The US Dollar Index (DXY) is flirting with a drop below the 104.00 handle. Some brief excursions below this level have already been made in the past few days, though for now, this area still sees ample amounts of buying interest. The question is how long those buyers will last, and should NFP come in under the weakest projection, something could snap.
On the upside, the DXY first faces a confluence resistance in the 200-day Simple Moving Average (SMA) and the 100-day SMA at 104.44. Further up, the pivotal level near 104.60 comes into play. For now, the topside can be seen around 105.00, with the 55-day SMA coinciding with this round number and the peak from recent weeks at 105.08.
On the downside, the 104.00 big figure looks to be holding. Once through there, another decline to 103.50 and even 103.00 are the levels to watch. With the Relative Strength Index (RSI) still not oversold, more downsides are still under consideration.
Nonfarm Payrolls (NFP) are part of the US Bureau of Labor Statistics monthly jobs report. The Nonfarm Payrolls component specifically measures the change in the number of people employed in the US during the previous month, excluding the farming industry.
The Nonfarm Payrolls figure can influence the decisions of the Federal Reserve by providing a measure of how successfully the Fed is meeting its mandate of fostering full employment and 2% inflation. A relatively high NFP figure means more people are in employment, earning more money and therefore probably spending more. A relatively low Nonfarm Payrolls’ result, on the either hand, could mean people are struggling to find work. The Fed will typically raise interest rates to combat high inflation triggered by low unemployment, and lower them to stimulate a stagnant labor market.
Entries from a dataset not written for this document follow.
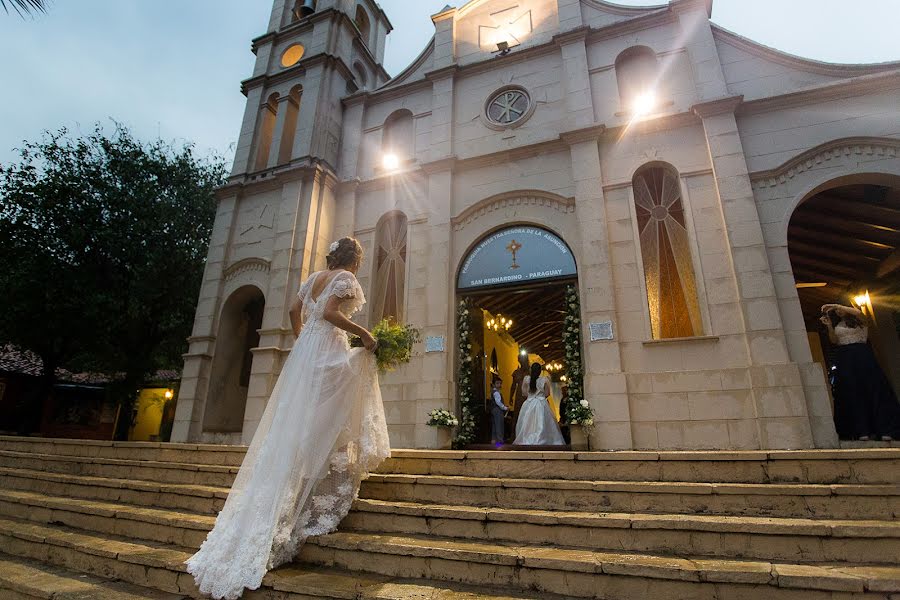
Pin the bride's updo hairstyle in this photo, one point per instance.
(344, 254)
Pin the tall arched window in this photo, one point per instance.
(390, 267)
(362, 23)
(269, 111)
(292, 106)
(666, 252)
(636, 74)
(399, 135)
(359, 72)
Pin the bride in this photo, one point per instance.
(536, 425)
(322, 431)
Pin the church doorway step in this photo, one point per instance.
(844, 247)
(512, 328)
(514, 283)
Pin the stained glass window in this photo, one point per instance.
(390, 261)
(665, 248)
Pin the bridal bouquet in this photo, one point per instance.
(442, 418)
(395, 344)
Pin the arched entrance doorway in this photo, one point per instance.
(237, 335)
(514, 283)
(844, 247)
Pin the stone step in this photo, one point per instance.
(796, 540)
(783, 466)
(194, 498)
(592, 574)
(161, 568)
(857, 465)
(186, 530)
(144, 470)
(22, 579)
(207, 454)
(835, 501)
(758, 538)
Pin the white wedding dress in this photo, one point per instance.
(322, 431)
(536, 425)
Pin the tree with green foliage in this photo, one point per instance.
(24, 7)
(102, 248)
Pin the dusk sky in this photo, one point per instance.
(172, 68)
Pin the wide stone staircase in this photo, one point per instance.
(105, 520)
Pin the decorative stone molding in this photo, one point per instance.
(517, 198)
(717, 107)
(857, 146)
(246, 265)
(797, 62)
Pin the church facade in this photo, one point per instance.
(650, 159)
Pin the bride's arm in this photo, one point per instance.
(334, 316)
(296, 312)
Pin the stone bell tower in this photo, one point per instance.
(275, 215)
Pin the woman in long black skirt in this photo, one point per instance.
(865, 406)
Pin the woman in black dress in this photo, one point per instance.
(865, 406)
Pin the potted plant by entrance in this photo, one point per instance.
(581, 421)
(444, 421)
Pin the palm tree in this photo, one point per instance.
(24, 7)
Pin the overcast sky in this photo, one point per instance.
(172, 68)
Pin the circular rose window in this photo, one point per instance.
(292, 55)
(508, 107)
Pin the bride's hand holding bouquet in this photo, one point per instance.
(393, 344)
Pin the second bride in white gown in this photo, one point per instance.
(536, 425)
(322, 431)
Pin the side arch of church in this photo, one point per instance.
(778, 193)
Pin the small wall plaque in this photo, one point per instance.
(434, 343)
(601, 331)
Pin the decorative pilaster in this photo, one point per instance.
(576, 80)
(604, 381)
(781, 407)
(194, 388)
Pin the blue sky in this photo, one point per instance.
(172, 68)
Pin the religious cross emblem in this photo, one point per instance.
(512, 248)
(508, 107)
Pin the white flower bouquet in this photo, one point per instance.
(442, 418)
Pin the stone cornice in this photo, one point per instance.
(797, 62)
(347, 186)
(439, 166)
(298, 70)
(246, 265)
(622, 10)
(274, 178)
(443, 73)
(385, 94)
(579, 34)
(594, 132)
(514, 198)
(717, 107)
(685, 5)
(653, 123)
(820, 93)
(447, 13)
(814, 157)
(658, 17)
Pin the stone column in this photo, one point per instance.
(782, 414)
(278, 133)
(243, 151)
(604, 382)
(576, 79)
(194, 388)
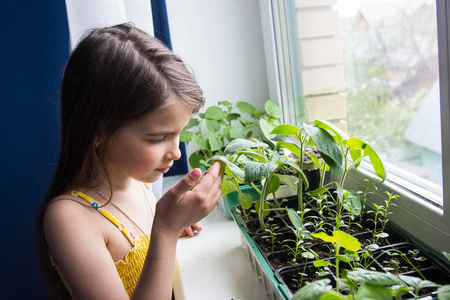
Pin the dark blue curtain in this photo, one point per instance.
(34, 49)
(162, 32)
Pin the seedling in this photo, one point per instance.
(338, 240)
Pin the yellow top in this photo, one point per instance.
(130, 268)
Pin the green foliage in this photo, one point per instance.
(212, 130)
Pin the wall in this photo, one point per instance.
(222, 41)
(35, 46)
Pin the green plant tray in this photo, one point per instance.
(273, 288)
(230, 200)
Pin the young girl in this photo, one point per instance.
(125, 98)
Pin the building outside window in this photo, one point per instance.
(371, 67)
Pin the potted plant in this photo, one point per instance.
(219, 125)
(296, 229)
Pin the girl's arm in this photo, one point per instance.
(85, 261)
(177, 209)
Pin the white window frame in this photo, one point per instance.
(417, 214)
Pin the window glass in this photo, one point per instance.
(371, 66)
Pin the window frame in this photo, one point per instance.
(425, 222)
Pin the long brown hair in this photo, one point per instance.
(114, 76)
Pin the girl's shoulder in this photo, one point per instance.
(68, 215)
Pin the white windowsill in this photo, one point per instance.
(423, 221)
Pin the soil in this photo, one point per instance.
(280, 257)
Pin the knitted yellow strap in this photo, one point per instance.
(107, 215)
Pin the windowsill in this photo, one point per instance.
(424, 222)
(213, 264)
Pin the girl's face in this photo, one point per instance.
(147, 148)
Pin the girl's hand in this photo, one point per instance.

Nonfarm Payrolls generally have a positive correlation with the US Dollar. This means when payrolls’ figures come out higher-than-expected the USD tends to rally and vice versa when they are lower. NFPs influence the US Dollar by virtue of their impact on inflation, monetary policy expectations and interest rates. A higher NFP usually means the Federal Reserve will be more tight in its monetary policy, supporting the USD.
Nonfarm Payrolls are generally negatively-correlated with the price of Gold. This means a higher-than-expected payrolls’ figure will have a depressing effect on the Gold price and vice versa. Higher NFP generally has a positive effect on the value of the USD, and like most major commodities Gold is priced in US Dollars. If the USD gains in value, therefore, it requires less Dollars to buy an ounce of Gold. Also, higher interest rates (typically helped higher NFPs) also lessen the attractiveness of Gold as an investment compared to staying in cash, where the money will at least earn interest.
Nonfarm Payrolls is only one component within a bigger jobs report and it can be overshadowed by the other components. At times, when NFP come out higher-than-forecast, but the Average Weekly Earnings is lower than expected, the market has ignored the potentially inflationary effect of the headline result and interpreted the fall in earnings as deflationary. The Participation Rate and the Average Weekly Hours components can also influence the market reaction, but only in seldom events like the “Great Resignation” or the Global Financial Crisis.